Pourtant, la police semble être une des institutions publiques qui s’est ouverte aux personnes racisées, peut-être davantage que d’autres. Comment expliquer alors cette persistance d’un racisme institutionnel ?

Je ne sais pas, je n’ai pas de chiffres, et je ne crois pas qu’il en existe. Je ne suis cependant pas frappé par la présence de minorités au sein de la police dans la rue, en particulier ce sont très souvent des policiers blancs qui interviennent dans les quartiers populaires où vivent en majorité des personnes racisées.

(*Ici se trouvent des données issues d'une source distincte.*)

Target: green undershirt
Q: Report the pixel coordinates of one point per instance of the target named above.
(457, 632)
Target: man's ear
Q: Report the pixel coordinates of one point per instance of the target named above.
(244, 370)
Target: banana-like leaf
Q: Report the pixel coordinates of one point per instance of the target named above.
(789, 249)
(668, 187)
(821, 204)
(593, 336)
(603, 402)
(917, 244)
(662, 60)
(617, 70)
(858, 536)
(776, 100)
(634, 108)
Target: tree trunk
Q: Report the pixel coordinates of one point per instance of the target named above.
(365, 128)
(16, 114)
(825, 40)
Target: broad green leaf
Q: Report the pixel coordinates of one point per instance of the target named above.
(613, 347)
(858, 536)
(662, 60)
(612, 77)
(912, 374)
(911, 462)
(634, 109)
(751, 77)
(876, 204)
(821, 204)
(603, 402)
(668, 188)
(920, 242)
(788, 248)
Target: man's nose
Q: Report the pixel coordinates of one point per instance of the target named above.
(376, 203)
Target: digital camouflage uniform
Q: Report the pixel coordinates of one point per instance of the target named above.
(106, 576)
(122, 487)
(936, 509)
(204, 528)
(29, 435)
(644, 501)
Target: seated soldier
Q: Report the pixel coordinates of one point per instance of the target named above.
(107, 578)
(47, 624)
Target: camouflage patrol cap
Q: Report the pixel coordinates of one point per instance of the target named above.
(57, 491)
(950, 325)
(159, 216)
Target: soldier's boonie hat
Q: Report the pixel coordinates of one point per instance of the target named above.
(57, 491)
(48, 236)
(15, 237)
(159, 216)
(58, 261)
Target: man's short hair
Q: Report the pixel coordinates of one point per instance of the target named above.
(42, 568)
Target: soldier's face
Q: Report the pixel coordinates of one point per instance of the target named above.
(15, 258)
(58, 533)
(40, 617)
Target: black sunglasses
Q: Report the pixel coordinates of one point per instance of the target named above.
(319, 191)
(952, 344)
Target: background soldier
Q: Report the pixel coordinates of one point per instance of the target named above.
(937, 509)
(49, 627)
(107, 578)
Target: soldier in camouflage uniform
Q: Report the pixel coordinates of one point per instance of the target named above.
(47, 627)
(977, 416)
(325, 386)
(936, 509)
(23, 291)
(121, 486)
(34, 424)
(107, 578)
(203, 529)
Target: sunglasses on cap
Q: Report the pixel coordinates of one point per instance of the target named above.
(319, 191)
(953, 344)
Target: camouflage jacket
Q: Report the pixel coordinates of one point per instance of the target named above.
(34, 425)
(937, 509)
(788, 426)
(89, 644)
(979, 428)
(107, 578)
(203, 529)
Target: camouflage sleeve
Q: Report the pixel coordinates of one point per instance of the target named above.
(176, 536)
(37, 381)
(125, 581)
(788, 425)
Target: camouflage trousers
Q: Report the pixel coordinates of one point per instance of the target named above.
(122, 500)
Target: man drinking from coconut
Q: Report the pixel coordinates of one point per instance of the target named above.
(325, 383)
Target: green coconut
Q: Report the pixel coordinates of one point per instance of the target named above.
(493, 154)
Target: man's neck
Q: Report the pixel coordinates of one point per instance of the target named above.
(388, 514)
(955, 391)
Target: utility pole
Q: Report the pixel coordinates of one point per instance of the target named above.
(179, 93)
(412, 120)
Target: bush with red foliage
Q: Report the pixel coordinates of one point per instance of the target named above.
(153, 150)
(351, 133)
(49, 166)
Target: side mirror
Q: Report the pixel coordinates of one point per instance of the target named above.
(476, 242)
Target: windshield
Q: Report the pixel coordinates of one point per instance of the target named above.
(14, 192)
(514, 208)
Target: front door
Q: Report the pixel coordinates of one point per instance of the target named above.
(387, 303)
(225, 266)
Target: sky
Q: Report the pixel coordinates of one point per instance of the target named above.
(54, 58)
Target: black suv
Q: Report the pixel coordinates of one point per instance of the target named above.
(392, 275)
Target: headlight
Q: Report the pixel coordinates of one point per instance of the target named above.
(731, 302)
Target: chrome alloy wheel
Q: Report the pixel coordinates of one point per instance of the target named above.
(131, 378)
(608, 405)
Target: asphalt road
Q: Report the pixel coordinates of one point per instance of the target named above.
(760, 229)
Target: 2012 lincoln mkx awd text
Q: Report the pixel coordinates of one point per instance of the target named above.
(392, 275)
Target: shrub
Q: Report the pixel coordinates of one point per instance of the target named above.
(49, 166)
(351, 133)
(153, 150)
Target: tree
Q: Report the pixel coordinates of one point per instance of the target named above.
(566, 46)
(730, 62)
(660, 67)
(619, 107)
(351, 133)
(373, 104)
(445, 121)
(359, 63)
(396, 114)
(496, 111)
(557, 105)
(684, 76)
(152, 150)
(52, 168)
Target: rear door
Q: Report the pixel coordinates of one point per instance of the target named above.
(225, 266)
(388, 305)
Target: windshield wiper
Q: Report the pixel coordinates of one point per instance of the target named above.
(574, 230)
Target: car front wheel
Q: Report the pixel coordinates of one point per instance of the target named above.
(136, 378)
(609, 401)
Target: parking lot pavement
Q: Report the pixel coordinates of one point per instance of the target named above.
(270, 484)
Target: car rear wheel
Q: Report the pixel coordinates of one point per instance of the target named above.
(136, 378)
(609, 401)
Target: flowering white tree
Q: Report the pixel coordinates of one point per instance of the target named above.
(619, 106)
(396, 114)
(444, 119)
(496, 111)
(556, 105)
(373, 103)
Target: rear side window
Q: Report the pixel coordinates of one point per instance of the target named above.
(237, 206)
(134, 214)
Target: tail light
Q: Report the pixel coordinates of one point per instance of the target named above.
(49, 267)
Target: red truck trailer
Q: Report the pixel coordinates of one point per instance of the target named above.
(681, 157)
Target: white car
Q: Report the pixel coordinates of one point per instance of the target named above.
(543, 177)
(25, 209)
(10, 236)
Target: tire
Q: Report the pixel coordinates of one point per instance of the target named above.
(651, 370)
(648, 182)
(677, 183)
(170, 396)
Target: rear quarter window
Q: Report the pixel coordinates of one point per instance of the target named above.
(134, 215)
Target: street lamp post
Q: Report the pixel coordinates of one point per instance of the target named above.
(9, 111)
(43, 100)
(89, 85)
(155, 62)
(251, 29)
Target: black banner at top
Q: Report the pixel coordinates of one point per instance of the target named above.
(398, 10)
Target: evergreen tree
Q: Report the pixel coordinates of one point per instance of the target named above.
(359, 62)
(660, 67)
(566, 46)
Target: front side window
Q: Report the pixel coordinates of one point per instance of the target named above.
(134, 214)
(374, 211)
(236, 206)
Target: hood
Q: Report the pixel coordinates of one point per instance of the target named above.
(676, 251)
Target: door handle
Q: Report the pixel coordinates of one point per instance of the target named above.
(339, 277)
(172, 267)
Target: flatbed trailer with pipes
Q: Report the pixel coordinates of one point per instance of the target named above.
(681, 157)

Mais quoi qu’il en soit, je dirais deux choses. Premièrement, il est bon pour la démocratie que la police ressemble à la population. Deuxièmement, ce n’est nullement une garantie de sa déontologie.

On le voit aux États-Unis, où ce sont souvent des policiers noirs qui tuent des hommes noirs. Ce qui m’avait frappé, dans mon enquête, c’est que les gardiens de la paix les plus respectueux des personnes et des normes de leur métier étaient ceux qui avaient vécu, notamment durant leur enfance, dans le même milieu que celui auquel ils avaient affaire.

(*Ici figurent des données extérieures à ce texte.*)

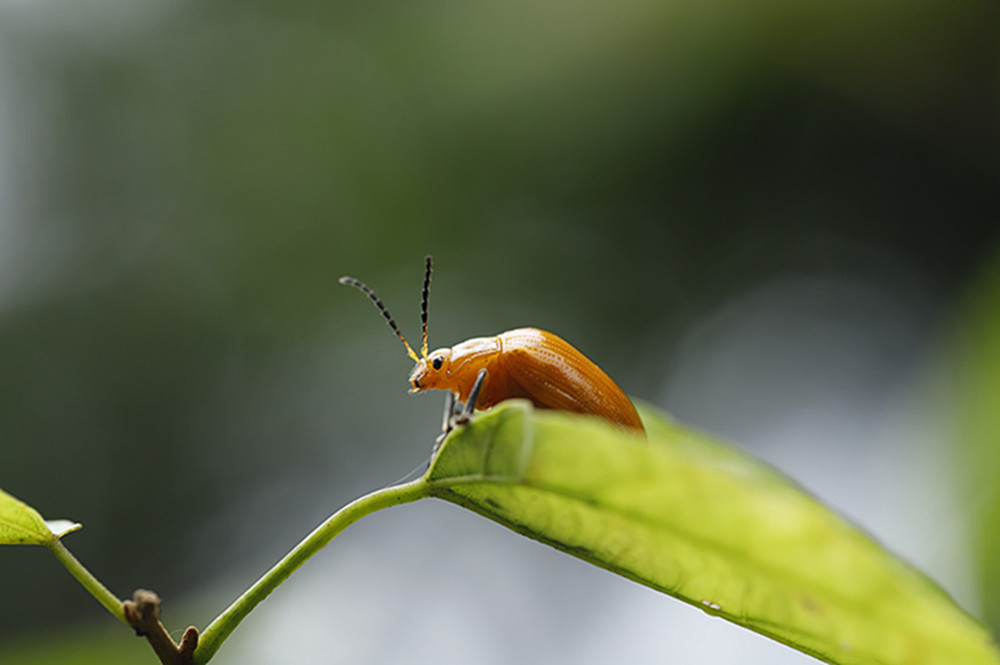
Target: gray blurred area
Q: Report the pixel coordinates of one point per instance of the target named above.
(759, 219)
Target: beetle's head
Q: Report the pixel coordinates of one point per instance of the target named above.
(429, 372)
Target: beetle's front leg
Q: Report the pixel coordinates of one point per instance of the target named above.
(465, 414)
(456, 413)
(449, 414)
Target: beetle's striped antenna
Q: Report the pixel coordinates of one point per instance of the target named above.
(423, 303)
(350, 281)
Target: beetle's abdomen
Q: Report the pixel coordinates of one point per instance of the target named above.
(553, 374)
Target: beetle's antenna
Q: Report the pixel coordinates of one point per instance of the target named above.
(350, 281)
(423, 303)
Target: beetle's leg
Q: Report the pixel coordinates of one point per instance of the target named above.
(456, 413)
(470, 406)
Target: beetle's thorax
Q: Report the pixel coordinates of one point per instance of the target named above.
(456, 368)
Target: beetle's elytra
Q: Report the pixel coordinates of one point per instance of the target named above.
(527, 363)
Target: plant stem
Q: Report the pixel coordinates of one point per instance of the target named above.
(225, 623)
(87, 579)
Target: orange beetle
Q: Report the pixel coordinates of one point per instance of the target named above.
(527, 362)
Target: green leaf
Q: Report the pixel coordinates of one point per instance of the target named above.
(705, 523)
(20, 524)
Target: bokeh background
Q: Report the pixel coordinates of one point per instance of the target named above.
(778, 222)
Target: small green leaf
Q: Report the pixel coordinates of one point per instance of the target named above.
(20, 524)
(705, 523)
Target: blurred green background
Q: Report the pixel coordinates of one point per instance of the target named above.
(774, 221)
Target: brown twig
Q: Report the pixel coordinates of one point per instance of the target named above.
(143, 614)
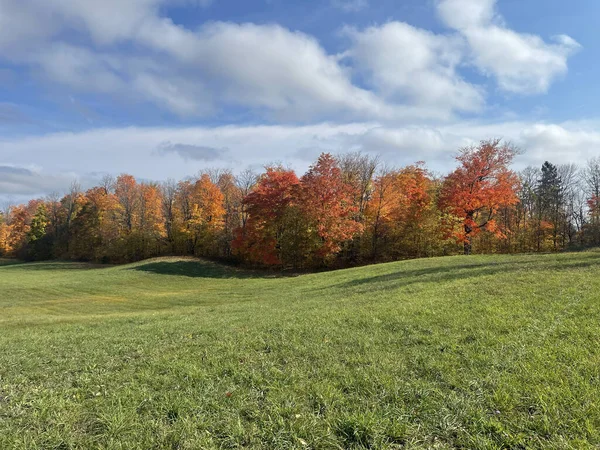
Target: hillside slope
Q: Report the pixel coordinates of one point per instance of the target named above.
(472, 352)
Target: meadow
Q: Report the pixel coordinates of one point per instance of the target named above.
(479, 352)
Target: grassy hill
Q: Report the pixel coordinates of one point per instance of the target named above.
(462, 352)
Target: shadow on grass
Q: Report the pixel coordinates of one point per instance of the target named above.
(55, 265)
(440, 274)
(201, 269)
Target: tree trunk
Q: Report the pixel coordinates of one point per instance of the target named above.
(468, 246)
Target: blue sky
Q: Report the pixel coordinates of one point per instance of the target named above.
(165, 88)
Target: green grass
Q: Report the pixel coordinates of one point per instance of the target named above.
(474, 352)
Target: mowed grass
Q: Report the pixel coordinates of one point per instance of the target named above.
(482, 352)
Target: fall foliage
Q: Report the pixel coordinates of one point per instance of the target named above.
(478, 188)
(344, 210)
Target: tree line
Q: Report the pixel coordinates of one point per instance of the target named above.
(345, 210)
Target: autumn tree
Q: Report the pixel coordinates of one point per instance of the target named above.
(327, 202)
(206, 216)
(265, 237)
(5, 249)
(478, 188)
(151, 224)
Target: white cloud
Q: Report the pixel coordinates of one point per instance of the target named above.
(350, 5)
(414, 65)
(522, 63)
(156, 153)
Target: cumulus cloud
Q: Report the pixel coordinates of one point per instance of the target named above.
(24, 181)
(350, 5)
(408, 63)
(134, 150)
(267, 68)
(193, 152)
(522, 63)
(272, 71)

Quelle que soit leur couleur, originaires de quartiers populaires eux-mêmes, ils n’étaient pas nourris des préjugés de leurs collègues blancs de villages du Nord ou bien noirs des Antilles. Au fond, au risque de simplifier, c’était une question d’environnement social.

Dans un entretien que vous nous aviez accordé voilà déjà quelques années, vous disiez que « l’usage excessif de la force policière traduit une perte d’autorité politique ». Diriez-vous que ce processus s’est accentué et que le pouvoir politique a désormais les mains liées vis-à-vis des syndicats policiers ? Et la situation est-elle comparable aux États-Unis où l’autorité sur la police est davantage décentralisée ?

Ce sont aujourd’hui les syndicats policiers qui font la politique de sécurité publique en France. Un ministre de l’intérieur me l’avait dit à demi-mot il y a quelques années. Le pouvoir a peur de la police, et c’est ce qui explique le silence assourdissant du gouvernement face aux menaces de sédition d’Alliance et Unsa Police. Il me semble même qu’aucun pouvoir n’a autant redouté sa police que celui en place depuis 2017, et pour une raison simple.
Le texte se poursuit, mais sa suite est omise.